De esta forma, nuestra unión con el mundo natural es como un círculo, es un continuo que no tiene un comienzo ni un final, sino que se dobla sobre sí mismo y se alarga infinitamente. Por lo tanto, los animales y las plantas son nuestros hermanos y descendientes. Según el totemismo indígena, los pueblos están relacionados con ciertos animales (o a veces plantas u objetos naturales). El tótem es, entonces, un animal que representa una deidad protectora o un progenitor. Así, la organización entre los mismos humanos de la tribu se define por este antepasado en común, que los une en una relación filial. Los guajiros, por ejemplo, “tienen sus tótems protectores para cada una de las castas. Por ejemplo: los uriana tienen como tótem el tigre; los ipuana el caricari; los epiayú el rey de los gallinazos, y así las demás tribus” (Ocampo 75). Lo que une a la tribu, a los humanos, es, entonces, un animal. Por otra parte, así como nosotros nacemos de la naturaleza, la naturaleza también nace de nosotros. Sobre esto, los arhuacos nos cuentan que “el sol y la luna son hijos de una india muy pobre llamada Atij’uiriva, Madre de la Luz. Esta india tuvo un hijo que daba resplandor en todo su cuerpo; cuando los indios quisieron verlo y lo arrullaron con música de flautas, caracoles marinos y tambores, el niño resplandeciente se escapó volando por los aires y subió al cielo convirtiéndose en sol. (…) La luna también es hija de Atij’uiriva, Madre de la Luz. Ella también se escapó, pero los indios le echaron cenizas en la cara para cegarla. Sólo consiguieron disminuir su brillo cuando subió al firmamento y se convirtió en luna” (Ocampo 42). La luna y el sol no son, de nuevo, un más allá remoto y ajeno a nuestra vida terrenal: son dos hijos escapados del más acá.

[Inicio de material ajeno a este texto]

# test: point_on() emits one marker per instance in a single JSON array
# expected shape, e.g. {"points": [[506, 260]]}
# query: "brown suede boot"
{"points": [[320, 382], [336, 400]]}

Si leemos estas historias, descubrimos que somos parte de ese mundo natural. Descubrimos que nacemos y morimos dentro de él, y que nuestra vida es una vida compartida con los otros seres que respiran con nosotros. Descubrimos que nuestra existencia humana sí importa: le hemos dado vida al sol y a la luna. Descubrimos que los animales nos protegen si los protegemos y los respetamos a ellos. Y descubrimos que ese más allá, que pensábamos que era tan lejano y ajeno, es un más acá, un más acá que, cuando no ignoramos u olvidamos, nos acompaña, nos abraza, y nos aloja.



Bibliografía

Libro al viento. Mitos de creación. Bogotá: Alcaldía Mayor de Bogotá, 2008. Impreso.

Ocampo, Javier. Mitos colombianos. Bogotá: El Áncora Editores, 1988. Impreso.